Das Bezirksamt Neukölln aber beharrte stets auf den § 59 Abs. 1 der Bauordnung Berlin. Darin heißt es: „Die Nutzungsänderung von Anlagen bedürfen der Baugenehmigung, soweit in den §§ 60 bis 62, 76 und 77 nichts anderes bestimmt ist.“ Obwohl auch das Fuchs und Elster die Immobilie, neben eines Gastronomiebetriebs, zur Beherbergung von Personen nutze und somit keine erhebliche Nutzungsänderung stattfand, zeigt sich das Bezirksamt bis heute uneinsichtig.
Für Pächter Hagen Wittenborn und Vermieter Alexander Skora ein klarer Fall von „blinder Bürokratie“. In den vergangenen Monaten legten sie gegen die Anordnungen Widerspruch und eine Anfechtungsklage ein. Auch der einst von der Behörde gewünschte „Antrag auf Nutzungsänderung“ wurde gestellt, um endgültig Ruhe in die Angelegenheit zu bringen.

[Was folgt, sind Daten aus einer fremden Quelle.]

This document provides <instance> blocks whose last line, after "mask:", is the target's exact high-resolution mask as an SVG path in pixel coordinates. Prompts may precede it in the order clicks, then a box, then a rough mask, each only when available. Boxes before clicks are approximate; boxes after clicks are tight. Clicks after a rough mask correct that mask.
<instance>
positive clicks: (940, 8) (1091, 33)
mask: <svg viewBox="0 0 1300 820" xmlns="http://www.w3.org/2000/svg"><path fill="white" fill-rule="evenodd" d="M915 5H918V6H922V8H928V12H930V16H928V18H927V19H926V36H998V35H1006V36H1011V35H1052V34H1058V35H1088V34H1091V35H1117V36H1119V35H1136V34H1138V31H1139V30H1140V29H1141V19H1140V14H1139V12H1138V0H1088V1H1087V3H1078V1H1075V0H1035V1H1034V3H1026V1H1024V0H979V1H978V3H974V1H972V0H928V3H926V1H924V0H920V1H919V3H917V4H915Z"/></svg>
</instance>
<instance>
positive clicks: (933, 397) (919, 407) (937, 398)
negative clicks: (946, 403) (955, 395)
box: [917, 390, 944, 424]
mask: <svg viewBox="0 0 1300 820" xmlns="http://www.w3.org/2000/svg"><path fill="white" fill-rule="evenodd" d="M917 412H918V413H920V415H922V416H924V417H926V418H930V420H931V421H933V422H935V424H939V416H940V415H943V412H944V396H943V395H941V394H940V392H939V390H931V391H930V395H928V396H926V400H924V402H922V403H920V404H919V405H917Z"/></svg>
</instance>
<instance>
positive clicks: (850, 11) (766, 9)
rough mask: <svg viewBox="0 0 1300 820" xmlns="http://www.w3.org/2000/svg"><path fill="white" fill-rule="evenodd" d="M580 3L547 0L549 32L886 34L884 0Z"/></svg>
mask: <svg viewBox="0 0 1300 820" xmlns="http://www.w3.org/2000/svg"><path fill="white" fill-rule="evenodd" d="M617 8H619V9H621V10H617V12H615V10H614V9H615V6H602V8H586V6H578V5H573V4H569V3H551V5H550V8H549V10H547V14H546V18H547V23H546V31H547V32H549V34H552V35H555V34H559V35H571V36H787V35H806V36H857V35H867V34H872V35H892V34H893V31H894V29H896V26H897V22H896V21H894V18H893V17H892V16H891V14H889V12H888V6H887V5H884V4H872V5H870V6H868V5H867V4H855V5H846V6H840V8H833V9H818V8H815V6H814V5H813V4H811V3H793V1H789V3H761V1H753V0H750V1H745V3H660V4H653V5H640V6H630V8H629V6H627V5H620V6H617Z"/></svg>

Das Bezirksamt aber blieb stur und ließ den Hagen Wittenborn im Stich. Dieser dachte um und reduzierte seinen Betrieb zum 01. September 2017 vorerst auf 12 Betten. Diese müssen in Berlin bauordnungsrechtlich nicht genehmigt werden. Dennoch wurde von ihm ein Genehmigungsfreistellungsantrag gestellt, damit die Zimmer dauerhaft an Langzeitstudenten vermietet werden können. Auf diesen Antrag reagierte die Bau- und Wohnungsaufsicht bis heute nicht.
Nun ist das Fantastic Foxhole versiegelt und die Studenten und Gäste sitzen auf der Straße. Dabei wird Wohnraum für Studenten aktuell in Berlin so dringend benötigt wie noch nie.
„Mit dieser unrechtmäßigen und unnötigen Anwendung unmittelbaren Zwangs statt der vorgeschriebenen und überall von Gerichtsvollziehern praktizierten Ankündigung einer Räumung, hat die Uhr für Noch-Baustadtrat Biedermann zu ticken – so wird das auch auf Bundesebene mit einer Jamaika-Koalition nichts,“ fügt Alexander Skora hinzu.